Deux ans après sa prise du pouvoir par la force, le général Abdourahamane Tiani s’est adressé à la Nation dans un discours fleuve où l’autosatisfaction le dispute à la déconnexion. Dans un ton ferme, presque conquérant, le chef de la junte militaire s’est félicité des « avancées » accomplies depuis le 26 juillet 2023, date du coup d’État contre le président démocratiquement élu Mohamed Bazoum. Mais au-delà des formules épiques sur la souveraineté et l’anticolonialisme, le discours du général laisse un goût amer : celui d’un pouvoir enfermé dans sa propre narration, sourd aux réalités tangibles vécues par une population épuisée.
Le Général dresse un tableau manichéen : d’un côté, les « patriotes » du CNSP, porteurs d’un projet de rupture historique avec 65 ans de soumission ; de l’autre, des ennemis extérieurs, la France, la CEDEAO, les puissances occultes accusés d’avoir tenté par tous les moyens de briser ‘’l’émancipation’’ du Niger. Le récit est commode, bien huilé, mais il fait l’impasse sur les questions brûlantes que se posent les Nigériens au quotidien. Pourquoi les salaires sont payés en retard depuis deux mois de cela , les bourses en souffrance, les pensions bloquées ? Que dire de l’effondrement des services publics, de l’inflation étouffante et galopante dans nos marchés qui sont dus à un approvisionnement à haut risque et très coûteux pour les importateurs, du chômage rampant ? Rien. Le Général n’en parle pas.
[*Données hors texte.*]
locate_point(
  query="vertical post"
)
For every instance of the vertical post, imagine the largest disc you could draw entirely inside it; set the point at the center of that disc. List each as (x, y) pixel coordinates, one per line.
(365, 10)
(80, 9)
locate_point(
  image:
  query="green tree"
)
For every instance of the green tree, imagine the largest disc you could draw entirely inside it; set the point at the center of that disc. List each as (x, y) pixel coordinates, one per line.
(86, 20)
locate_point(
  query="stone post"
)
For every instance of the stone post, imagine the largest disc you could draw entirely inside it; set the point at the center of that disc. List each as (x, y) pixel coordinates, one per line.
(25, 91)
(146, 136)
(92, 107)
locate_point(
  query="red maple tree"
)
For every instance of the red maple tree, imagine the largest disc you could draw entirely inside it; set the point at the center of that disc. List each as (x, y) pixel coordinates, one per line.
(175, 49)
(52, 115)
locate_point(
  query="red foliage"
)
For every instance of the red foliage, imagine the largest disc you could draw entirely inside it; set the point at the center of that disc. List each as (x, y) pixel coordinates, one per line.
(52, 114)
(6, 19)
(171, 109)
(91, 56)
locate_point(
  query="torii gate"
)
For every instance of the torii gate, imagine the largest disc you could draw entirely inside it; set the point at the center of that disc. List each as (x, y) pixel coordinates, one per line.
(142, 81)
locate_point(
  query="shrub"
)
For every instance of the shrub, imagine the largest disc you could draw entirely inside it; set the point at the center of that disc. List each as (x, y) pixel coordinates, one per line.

Plus grave encore, aucune mention n’est faite du président Mohamed Bazoum, toujours arbitrairement détenu dans un isolement total avec sa famille, en violation flagrante du droit national et international. Le silence du chef de la junte sur cette affaire, au cœur de la crise de légitimité du régime, en dit long sur l’état de droit au Niger. Il ne s’agit plus d’un simple oubli, mais d’un déni assumé.
Dans son message, le Général évoque fièrement la mise en place d’institutions transitoires issues des assises de Niamey. Mais peut-on réellement parler d’inclusivité lorsqu’aucune opposition crédible, aucun corps intermédiaire libre, aucune voix discordante n’a eu droit au chapitre ? La « Charte de la refondation » est présentée comme une œuvre consensuelle alors qu’elle est le fruit d’un entre-soi politique orchestré par la junte et ses partisans. C’est une refondation sans contradiction, un théâtre sans spectateurs.
L’un des paradoxes les plus criards de ce message réside dans l’illusion d’une proximité avec le peuple. Depuis deux ans, le Général Tiani n’a jamais mis les pieds dans un chef-lieu de région, encore moins dans les zones rurales, là où pourtant la misère est la plus extrême. Il n’a pas vu les classes sans enseignants, les dispensaires sans médicaments, les paysans ruinés par les pénuries et l’insécurité. Il semble gouverner à travers des fiches aseptisées, des comptes rendus enjolivés, des récits cousus sur mesure par des conseillers zélés. Le pouvoir vit dans une bulle. Le peuple, lui, vit dans la détresse.
Le CNSP continue de clamer que « le peuple le soutient ». Peut-être. Mais ce soutien s’effrite, rongé par les désillusions, les attentes trahies, les promesses non tenues. L’euphorie du changement s’est transformée en résignation amère. De plus en plus de Nigériens, dans le silence et la peur, appellent au retour de la démocratie et à la libération de Bazoum. Ils n’osent pas parler, mais ils pensent, ils souffrent, et ils observent.
Au lieu de verser dans l’autosatisfaction et la propagande, le pouvoir devrait avoir le courage de regarder la réalité en face. Le Niger mérite mieux qu’un discours martial. Il mérite l’écoute, l’humilité et la vérité. Deux ans après le coup d’État, l’heure n’est plus à l’exaltation, mais à l’introspection. Car la souveraineté ne vaut rien sans justice, sans liberté et sans dignité.